今回試したのはサーモス、タイガー、ニトリの3ボトル!

ニトリ、サーモス、タイガーのサーモボトル
撮影:ポンチョ
山で使う保温・保冷機能を持ったサーモボトル。各ブランドから多くのモデルが出ていますが、最近発売されたなかから、ポンチョが「コレは!いいかも!!」と思えた3モデルを集めて、実際に使ってみました。
 
[中央]サーモス/真空断熱チタンボトル(FJN-500T)
待望のチタン製。当然軽さが特長で、ULハイカーを中心に人気を集めています。
 
[右]タイガー/カスタムボトル(スタンダードモデル)
ステンレス製ながら、チタン製に匹敵する軽さを装備。その名の通り、サイズ、カラー、栓の仕様を自分好みに組み合わせられる=カスタムができるボトルです。
 
[左]ニトリ/真空断熱 超保温・保冷ボトル(N-HEATEX 500ml)
2,490円という値段の安さと、山専用ボトルに匹敵する保温・保冷スペックが自慢です。

では、それぞれの機能を確認していきましょう!

サーモス/真空断熱チタンボトル(FJN-500T)

サーモス/真空断熱チタンボトル
撮影:ポンチョ
容量500ml
大きさΦ6.5×23.5cm
重量210g
定価14,300円
 
チタン製で軽量。スクリュー栓タイプで、フタを兼ねるコップで飲むタイプ。
 
サーモス/真空断熱チタンボトルの中栓
撮影:ポンチョ
同社の定番・山専用ボトルの容量500mlタイプの大きさ(Φ7×23.5cm)と重量(280g)より、ひとまわりスリムで軽量。なのですが、チタン製ゆえに、お値段がなかなかの重さです……。

しかしチタン製ならではの鈍く光るアウトドア道具っぽさが、際立っています。チタン好きにはたまらないでしょう。

実際、2021年秋の発売以降大人気で、販売を休止中。次の入荷予定は2022年秋になるとのこと。

タイガー/カスタムボトル(スタンダードモデル) ベンダルタイガー ワンプッシュ栓

撮影:ポンチョ
容量600ml
大きさΦ6.9×24.6cm
重量230g
定価4,730円
 
カスタムボトルは、WEB限定販売。カラー豊富で11色!容量も350、500、600mlから選べます。
 
タイガー/カスタムボトルの栓
撮影:ポンチョ
また、飲み口の栓を、上の写真のワンプッシュ栓、他にスクリュー栓、500ml限定でストロー栓から選択。それぞれ栓のカラーも、ダークブラウンとブラックから選べます。

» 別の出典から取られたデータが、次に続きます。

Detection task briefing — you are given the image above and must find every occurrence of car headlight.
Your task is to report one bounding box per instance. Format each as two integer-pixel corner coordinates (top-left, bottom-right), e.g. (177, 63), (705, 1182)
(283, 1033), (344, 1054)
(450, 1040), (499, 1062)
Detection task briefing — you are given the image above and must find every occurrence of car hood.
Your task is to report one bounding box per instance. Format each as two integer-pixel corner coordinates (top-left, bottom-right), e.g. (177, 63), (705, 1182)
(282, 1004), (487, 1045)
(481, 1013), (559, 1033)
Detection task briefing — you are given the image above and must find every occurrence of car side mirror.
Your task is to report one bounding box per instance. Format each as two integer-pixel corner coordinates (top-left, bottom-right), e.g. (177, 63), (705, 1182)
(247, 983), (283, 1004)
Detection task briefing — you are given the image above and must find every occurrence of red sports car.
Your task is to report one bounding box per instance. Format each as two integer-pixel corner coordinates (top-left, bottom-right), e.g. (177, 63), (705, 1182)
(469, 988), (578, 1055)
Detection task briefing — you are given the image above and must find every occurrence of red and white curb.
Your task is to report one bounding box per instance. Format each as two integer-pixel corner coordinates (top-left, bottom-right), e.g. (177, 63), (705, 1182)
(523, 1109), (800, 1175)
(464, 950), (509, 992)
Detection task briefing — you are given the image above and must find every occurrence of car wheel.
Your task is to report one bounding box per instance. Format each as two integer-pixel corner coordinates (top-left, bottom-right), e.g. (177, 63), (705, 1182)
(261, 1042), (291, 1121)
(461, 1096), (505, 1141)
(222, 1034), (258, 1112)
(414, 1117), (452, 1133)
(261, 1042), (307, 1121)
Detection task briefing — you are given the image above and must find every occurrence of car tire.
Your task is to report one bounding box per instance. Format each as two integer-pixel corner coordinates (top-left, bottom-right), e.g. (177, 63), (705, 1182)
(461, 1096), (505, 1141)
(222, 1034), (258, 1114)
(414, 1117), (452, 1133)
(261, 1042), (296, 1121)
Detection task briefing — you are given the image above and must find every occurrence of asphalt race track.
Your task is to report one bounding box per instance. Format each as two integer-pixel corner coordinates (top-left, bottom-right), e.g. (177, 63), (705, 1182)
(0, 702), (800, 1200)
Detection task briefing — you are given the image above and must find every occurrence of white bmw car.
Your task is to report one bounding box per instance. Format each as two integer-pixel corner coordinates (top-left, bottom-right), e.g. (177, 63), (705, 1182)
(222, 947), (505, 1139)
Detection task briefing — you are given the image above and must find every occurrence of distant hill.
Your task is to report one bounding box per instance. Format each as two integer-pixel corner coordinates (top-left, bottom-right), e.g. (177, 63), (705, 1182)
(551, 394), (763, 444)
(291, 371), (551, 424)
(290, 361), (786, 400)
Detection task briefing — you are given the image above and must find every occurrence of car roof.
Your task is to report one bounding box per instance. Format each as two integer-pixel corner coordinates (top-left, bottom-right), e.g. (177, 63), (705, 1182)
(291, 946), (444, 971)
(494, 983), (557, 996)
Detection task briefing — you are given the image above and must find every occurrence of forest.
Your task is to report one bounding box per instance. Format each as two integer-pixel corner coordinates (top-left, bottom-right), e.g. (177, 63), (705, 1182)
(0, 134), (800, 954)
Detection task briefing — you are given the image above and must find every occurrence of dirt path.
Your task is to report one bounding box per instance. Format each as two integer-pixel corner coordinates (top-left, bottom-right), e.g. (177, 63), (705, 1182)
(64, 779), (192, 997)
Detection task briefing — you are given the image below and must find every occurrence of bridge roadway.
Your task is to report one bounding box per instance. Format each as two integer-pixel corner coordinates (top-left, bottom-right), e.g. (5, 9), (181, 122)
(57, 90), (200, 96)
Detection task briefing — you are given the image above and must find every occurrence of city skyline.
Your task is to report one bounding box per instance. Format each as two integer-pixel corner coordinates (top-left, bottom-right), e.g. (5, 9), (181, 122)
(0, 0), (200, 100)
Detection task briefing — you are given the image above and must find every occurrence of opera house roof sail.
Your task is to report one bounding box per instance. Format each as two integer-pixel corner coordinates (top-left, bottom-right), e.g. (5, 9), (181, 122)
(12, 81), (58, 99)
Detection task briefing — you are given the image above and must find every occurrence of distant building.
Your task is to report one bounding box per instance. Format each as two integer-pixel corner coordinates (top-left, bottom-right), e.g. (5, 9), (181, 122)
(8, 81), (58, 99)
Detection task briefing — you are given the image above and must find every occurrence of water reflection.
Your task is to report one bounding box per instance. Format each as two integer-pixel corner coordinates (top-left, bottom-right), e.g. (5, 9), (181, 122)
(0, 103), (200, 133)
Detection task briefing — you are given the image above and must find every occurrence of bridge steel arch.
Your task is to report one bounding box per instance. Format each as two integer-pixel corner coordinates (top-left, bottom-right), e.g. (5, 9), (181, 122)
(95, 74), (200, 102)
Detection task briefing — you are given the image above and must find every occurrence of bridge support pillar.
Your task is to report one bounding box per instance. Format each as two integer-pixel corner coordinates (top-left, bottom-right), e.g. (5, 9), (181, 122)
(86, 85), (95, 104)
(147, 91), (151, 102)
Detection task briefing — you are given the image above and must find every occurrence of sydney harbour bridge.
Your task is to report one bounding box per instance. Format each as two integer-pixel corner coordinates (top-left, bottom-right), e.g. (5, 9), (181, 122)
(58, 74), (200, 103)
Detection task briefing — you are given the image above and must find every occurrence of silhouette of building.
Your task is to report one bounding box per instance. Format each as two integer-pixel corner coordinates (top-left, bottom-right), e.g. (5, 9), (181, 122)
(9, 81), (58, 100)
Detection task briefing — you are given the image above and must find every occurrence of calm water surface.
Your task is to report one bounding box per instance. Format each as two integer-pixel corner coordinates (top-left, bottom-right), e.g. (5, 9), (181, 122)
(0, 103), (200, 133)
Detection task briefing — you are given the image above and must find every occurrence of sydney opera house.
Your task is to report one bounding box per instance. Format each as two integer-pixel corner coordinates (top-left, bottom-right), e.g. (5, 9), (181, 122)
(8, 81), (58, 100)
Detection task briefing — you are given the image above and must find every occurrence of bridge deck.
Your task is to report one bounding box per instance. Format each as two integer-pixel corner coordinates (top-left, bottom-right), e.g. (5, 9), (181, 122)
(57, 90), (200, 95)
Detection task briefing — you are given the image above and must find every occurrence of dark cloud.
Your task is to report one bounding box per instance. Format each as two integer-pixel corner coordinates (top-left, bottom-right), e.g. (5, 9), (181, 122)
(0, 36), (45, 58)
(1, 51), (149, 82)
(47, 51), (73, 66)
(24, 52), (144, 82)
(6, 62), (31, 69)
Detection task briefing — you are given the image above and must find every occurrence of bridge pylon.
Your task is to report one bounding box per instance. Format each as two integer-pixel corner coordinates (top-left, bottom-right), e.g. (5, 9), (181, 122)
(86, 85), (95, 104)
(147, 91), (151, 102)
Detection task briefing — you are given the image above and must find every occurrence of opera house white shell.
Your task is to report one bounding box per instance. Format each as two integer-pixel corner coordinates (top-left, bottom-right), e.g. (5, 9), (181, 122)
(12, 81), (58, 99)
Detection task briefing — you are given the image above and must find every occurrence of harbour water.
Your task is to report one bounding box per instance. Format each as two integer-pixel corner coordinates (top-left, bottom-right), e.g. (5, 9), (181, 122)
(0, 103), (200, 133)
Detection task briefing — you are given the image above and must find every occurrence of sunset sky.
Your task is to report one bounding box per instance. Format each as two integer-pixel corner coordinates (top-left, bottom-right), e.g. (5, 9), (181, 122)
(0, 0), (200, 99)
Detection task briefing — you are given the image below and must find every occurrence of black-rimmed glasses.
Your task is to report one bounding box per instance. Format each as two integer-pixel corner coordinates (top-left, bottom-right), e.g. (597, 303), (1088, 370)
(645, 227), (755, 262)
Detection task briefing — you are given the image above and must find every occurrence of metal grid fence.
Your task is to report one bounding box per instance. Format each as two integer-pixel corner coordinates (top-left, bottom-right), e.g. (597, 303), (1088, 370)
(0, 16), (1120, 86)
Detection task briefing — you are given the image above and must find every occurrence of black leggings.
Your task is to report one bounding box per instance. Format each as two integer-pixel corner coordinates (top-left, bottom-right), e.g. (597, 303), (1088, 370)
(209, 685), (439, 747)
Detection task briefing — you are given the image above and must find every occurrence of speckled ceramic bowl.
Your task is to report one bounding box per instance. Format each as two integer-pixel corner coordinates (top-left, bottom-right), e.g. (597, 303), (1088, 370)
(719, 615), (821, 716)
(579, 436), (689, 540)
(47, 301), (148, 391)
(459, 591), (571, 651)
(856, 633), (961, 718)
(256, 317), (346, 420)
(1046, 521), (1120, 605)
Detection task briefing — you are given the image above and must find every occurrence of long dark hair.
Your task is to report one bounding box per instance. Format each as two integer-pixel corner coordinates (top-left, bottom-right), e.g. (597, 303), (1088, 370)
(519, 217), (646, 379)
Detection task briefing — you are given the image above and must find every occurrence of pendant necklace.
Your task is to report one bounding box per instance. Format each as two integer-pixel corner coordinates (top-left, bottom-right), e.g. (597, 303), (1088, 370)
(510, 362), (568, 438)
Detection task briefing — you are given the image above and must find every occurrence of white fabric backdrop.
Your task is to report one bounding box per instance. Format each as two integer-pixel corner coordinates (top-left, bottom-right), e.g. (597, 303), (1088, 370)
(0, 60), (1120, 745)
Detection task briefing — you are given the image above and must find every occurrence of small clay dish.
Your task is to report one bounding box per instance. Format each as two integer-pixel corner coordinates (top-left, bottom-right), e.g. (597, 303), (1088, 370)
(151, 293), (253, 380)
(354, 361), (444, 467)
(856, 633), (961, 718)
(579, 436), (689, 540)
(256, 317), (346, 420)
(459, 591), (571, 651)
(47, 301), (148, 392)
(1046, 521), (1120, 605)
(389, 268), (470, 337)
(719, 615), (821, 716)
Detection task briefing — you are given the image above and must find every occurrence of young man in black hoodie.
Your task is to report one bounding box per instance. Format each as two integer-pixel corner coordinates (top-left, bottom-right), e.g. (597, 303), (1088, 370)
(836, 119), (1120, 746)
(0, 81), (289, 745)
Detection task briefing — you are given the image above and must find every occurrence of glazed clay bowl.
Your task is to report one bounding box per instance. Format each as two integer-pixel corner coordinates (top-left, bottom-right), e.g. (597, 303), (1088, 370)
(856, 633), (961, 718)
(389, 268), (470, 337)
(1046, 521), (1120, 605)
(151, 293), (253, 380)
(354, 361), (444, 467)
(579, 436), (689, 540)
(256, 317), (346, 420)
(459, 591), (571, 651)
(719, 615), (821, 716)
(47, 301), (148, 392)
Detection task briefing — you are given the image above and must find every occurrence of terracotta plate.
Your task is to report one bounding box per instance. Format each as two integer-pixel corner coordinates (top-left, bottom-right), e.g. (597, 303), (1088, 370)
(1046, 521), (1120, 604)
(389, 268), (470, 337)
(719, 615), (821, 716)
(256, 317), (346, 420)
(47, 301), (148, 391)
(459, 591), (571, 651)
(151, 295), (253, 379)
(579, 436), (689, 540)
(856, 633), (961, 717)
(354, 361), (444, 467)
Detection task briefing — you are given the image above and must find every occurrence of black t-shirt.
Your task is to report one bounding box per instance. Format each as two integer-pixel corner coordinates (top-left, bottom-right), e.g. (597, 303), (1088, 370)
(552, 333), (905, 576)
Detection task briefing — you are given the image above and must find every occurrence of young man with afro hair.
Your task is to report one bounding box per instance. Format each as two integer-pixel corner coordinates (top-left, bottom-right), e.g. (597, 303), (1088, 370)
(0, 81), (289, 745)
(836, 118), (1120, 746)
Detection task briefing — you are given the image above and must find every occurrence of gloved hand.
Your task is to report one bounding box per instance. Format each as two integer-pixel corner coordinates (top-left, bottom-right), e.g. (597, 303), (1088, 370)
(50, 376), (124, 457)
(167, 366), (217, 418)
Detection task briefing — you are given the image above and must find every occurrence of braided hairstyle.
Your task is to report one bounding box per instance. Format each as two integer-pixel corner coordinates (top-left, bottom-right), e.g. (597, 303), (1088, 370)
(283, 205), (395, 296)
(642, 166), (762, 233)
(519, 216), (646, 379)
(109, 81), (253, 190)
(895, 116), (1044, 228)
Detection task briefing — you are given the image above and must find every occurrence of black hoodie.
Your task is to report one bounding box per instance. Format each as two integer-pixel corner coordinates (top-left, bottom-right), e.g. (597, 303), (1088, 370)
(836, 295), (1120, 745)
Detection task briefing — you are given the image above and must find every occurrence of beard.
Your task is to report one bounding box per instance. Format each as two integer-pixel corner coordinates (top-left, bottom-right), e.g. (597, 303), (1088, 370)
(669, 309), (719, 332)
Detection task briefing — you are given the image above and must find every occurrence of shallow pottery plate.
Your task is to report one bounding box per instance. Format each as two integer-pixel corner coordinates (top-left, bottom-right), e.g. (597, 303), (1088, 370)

このように自分好みのボトル仕様にできることから、『カスタムボトル』と名付けられてます。

加えて、容量600mlで重量230g、容量500mlモデルだと重量210g!と、ステンレス製でありながら、サーモス/真空断熱チタンボトルと同等の軽さを装備。金属加工技術の高さが感じられるスペックです。

今回600mlをテストしたのは、この軽さが理由です。

ニトリ/真空断熱 超保温・保冷ボトル(N-HEATEX 500ml)

ニトリ/超保温保冷ボトル
撮影:ポンチョ
容量500ml
大きさΦ7.8×24.5cm
重量380g
定価2,490円
 
ニトリ版の山専用ボトルともいえる、高い保温・保冷性能と耐衝撃性が特長です。
 
ニトリ/超保温保冷ボトルのトップカバー
撮影:ポンチョ
トップとボトムには着脱可能なシリコンカバーを装備し、衝撃を緩和。本体はなんと5層の断熱構造で、内びんに銅メッキ+銅ホイルを装備。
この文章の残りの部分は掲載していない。